The public realm continues to rely on thousands of people who offer services voluntarily, and the very nature of health, or education, or policing demands that it be undertaken by people who do not have a purely instrumental view of their vocation. Perhaps it was appropriate to build Blenheim Palace for John Churchill, or to offer his distant descendant Winston a dukedom: but these measures were recognition of great achievement, not performance incentives designed to encourage the individuals concerned to try harder. If Marlborough and Churchill had needed such incentives, they would not have been the right people for the roles they fulfilled.
What may strike the reader about these arguments is the somewhat unnatural dichotomy implicit in the above discussion -- specifically 1. that we must delegate things to either the public or private realms, and 2. that we should not wholly rely on either the public or private realm to advance policy. Like all social concepts this dichotomy is a social construction, and a really interesting history of thought question would be to ask, how did this social construction evolve? To what extent was it influenced by economics?
Pragmatists such as Margaret Radin would argue that the goal of democratic policy is to draw a finely-tuned line between the public and private in a way that preserves our innermost sense of personhood. For example, we may permit prostitution as a way for females to further their economic position in society, but we could reduce the role that contract plays in its operation so as to sidestep issues of commodification (the state could severely regulate contracts, lessening the role of private enforcement).

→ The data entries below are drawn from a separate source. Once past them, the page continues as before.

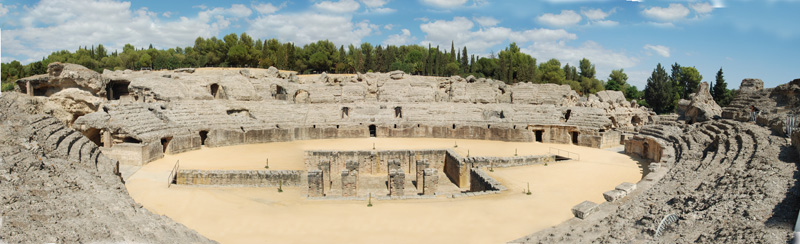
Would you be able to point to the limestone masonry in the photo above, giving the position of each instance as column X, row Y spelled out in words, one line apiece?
column 64, row 135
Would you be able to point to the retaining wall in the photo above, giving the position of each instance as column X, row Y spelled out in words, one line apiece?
column 267, row 178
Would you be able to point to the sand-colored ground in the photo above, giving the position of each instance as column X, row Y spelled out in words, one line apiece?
column 262, row 215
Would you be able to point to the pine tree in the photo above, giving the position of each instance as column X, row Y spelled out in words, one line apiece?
column 659, row 91
column 720, row 89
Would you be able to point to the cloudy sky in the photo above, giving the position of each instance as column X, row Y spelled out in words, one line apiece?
column 748, row 39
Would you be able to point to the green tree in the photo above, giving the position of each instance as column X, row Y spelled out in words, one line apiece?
column 689, row 81
column 617, row 80
column 587, row 68
column 720, row 90
column 145, row 60
column 659, row 92
column 552, row 72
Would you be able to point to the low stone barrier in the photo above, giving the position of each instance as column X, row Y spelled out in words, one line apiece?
column 263, row 178
column 503, row 162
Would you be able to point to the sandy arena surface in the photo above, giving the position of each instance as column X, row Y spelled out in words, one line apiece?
column 262, row 215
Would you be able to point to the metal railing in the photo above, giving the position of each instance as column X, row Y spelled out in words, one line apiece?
column 173, row 173
column 792, row 121
column 565, row 153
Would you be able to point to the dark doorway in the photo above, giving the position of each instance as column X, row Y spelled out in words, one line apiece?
column 566, row 116
column 203, row 137
column 94, row 135
column 117, row 89
column 345, row 112
column 131, row 140
column 165, row 143
column 214, row 90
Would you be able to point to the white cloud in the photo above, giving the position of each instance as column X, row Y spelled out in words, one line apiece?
column 45, row 28
column 604, row 59
column 486, row 21
column 658, row 49
column 375, row 3
column 597, row 17
column 460, row 32
column 701, row 8
column 596, row 14
column 342, row 6
column 675, row 11
column 267, row 8
column 445, row 3
column 304, row 28
column 566, row 18
column 404, row 38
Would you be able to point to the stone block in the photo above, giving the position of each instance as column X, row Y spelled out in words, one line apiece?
column 614, row 195
column 315, row 188
column 584, row 209
column 430, row 181
column 627, row 187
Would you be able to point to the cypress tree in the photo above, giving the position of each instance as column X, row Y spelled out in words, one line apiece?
column 659, row 91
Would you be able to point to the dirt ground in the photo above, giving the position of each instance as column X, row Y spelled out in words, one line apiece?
column 262, row 215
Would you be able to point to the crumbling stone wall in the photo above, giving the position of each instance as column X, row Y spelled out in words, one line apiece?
column 271, row 178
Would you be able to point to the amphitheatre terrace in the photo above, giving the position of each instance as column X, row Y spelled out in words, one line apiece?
column 262, row 155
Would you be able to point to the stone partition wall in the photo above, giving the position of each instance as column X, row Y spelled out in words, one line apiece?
column 645, row 147
column 481, row 181
column 374, row 162
column 456, row 170
column 183, row 143
column 264, row 178
column 503, row 162
column 430, row 181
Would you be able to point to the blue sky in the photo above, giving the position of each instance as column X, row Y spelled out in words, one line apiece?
column 747, row 39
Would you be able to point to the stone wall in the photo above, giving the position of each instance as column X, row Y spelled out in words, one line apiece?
column 503, row 162
column 456, row 170
column 183, row 143
column 481, row 181
column 263, row 178
column 644, row 147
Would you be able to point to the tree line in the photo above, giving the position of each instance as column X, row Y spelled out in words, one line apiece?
column 663, row 91
column 509, row 65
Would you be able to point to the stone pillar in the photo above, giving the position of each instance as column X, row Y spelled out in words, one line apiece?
column 325, row 167
column 107, row 141
column 393, row 164
column 349, row 183
column 397, row 180
column 421, row 166
column 315, row 188
column 430, row 181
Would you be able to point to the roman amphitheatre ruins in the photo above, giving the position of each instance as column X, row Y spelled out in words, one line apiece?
column 265, row 156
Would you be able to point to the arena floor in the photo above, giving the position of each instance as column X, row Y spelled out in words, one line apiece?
column 262, row 215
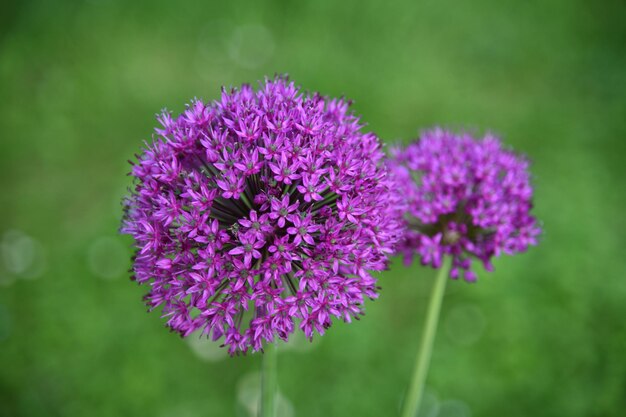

More extreme solutions might take note of the historically contingent character of the public-private distinction, calling for an embedding of the two within each other. That is, they would recognize that within the history of capitalism these public-private distinctions take place as part of larger ideological forces which attempt conceptualize private relations as different from public ones. The goal was (and is) to delegate a set of relationships based on hierarchy and unequal exchange in the private sphere.
Of course, this is quite a bit of a digression from the FT piece. But it spurs an important point related to the article: the "department store Santa Claus" is not absurd because we need to hide the fact that he's intimately related to the market from the children. He is absurd because he fundamentally accepts capitalist social relations -- that's true whether we look at his relationship to the department store or his own factory in the North Pole.
In this way he is no different from the bastardized western Nanny state -- gift giving with a cruel historical twist re: labor relations.